A bipartisan Senate duo introduced legislation Tuesday to allow Supplemental Security Income recipients to amass greater savings and still qualify for benefits.
The bill sponsored by Sens. Sherrod Brown, D-Ohio, and Bill Cassidy, R-La., would raise financial savings limits for the first time in decades. The current limits have left low-income elderly, blind and disabled people unable to save for emergencies without losing benefits that provide a financial lifeline, lawmakers said.
“Americans receiving Supplemental Security Income are being victimized by a bunch of government rules from yesteryear,” said Senate Finance Chair Ron Wyden, D-Ore., who is backing the bill and attended a news conference to introduce the measure. “The fact is these are rules that have not kept up with the times.”

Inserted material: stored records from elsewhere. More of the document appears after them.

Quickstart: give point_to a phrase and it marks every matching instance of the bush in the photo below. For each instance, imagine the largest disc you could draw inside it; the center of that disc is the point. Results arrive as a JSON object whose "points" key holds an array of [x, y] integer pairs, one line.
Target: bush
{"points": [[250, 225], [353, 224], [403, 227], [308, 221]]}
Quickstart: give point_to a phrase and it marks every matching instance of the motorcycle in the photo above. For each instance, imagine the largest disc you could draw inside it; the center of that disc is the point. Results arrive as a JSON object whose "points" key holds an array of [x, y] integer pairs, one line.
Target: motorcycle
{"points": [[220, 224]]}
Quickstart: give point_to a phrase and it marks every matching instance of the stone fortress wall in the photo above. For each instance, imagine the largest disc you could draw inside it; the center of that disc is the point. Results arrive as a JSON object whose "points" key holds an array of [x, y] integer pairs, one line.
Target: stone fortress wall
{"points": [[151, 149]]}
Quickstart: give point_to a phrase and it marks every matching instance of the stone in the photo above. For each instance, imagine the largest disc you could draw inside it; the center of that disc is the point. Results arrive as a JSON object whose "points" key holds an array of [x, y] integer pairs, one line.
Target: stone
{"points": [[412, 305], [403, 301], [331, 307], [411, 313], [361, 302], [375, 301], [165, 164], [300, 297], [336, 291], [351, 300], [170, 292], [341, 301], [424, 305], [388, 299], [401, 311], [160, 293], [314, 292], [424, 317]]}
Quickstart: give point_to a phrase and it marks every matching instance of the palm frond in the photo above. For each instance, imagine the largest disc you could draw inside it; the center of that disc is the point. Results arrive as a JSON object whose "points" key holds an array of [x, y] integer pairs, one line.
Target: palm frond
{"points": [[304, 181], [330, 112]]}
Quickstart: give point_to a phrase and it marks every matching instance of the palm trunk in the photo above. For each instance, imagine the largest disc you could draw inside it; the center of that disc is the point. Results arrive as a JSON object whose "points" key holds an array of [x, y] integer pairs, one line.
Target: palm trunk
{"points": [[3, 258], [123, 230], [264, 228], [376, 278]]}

The program provides monthly cash benefits to an estimated 7.5 million elderly, blind and disabled people who have limited income and financial resources. The average benefit in February was $675, according to the Congressional Research Service.
But to remain eligible, recipients can’t earn or save more than specified limits, which have remained the same since 1989. The bill would raise the savings limit for individuals from $2,000 to $10,000. The limit for married couples would be raised from $3,000 to $20,000. The limits would also be adjusted for inflation after 2023.
“Arbitrary and outdated restrictions prevent these Americans from saving money for emergencies and they punish people who want to do the right thing and save money,” said Brown, who introduced his bill flanked by a broad coalition of social service and business representatives, including AARP, the National Association of Evangelicals, JP Morgan Chase & Co. and Microsoft Corp.
“It’s the largest, broadest coalition in 40 years to reform these outdated rules,” Brown said. Reps. Brian Higgins, D-N.Y., and Brian Fitzpatrick, R-Pa., were expected to introduce companion legislation in the House.
Current benefits cost over $5 billion per month; in fiscal 2022, including administrative spending total program costs were about $65.5 billion, the CRS said.
Expanding benefits as envisioned in the Brown-Cassidy bill is expected to cost about $10 billion over 10 years, said Bill Hoagland, senior vice president of the Bipartisan Policy Center, which is backing the measure.
“While I’m concerned about the level of debt, SSI recipients — the disabled, the blind — they’re not responsible for this level of debt,” Hoagland said, adding that senators “will find a way to offset this cost.”
Brown, who is facing one of the toughest reelection campaigns among his colleagues in 2024, said he planned to attach the measure to some form of end-of-the-year, must-pass legislation.
“It’s a perfect kind of thing to do,” Brown said. “I assume we’ll have the leaders in both houses and both parties on board.”
Wyden likewise promised action this year, beginning with the Finance Committee. “As chairman of the committee, we are going to do everything we can to pass this bill,” he said. “We’re going to look at every possible vehicle that moves through the Senate.”
Rylin Rodgers, disability policy adviser for Microsoft Corp., said her company supports the bill because of a commitment to closing the “disability divide,” or the gap in employment rates between those with and without disabilities.
“We came to this commitment because we have so benefited from the talent and perspective of disabled folks as part of our employment and as part of our supply chain,” she said in an interview. “It makes us a better company and makes our products better.”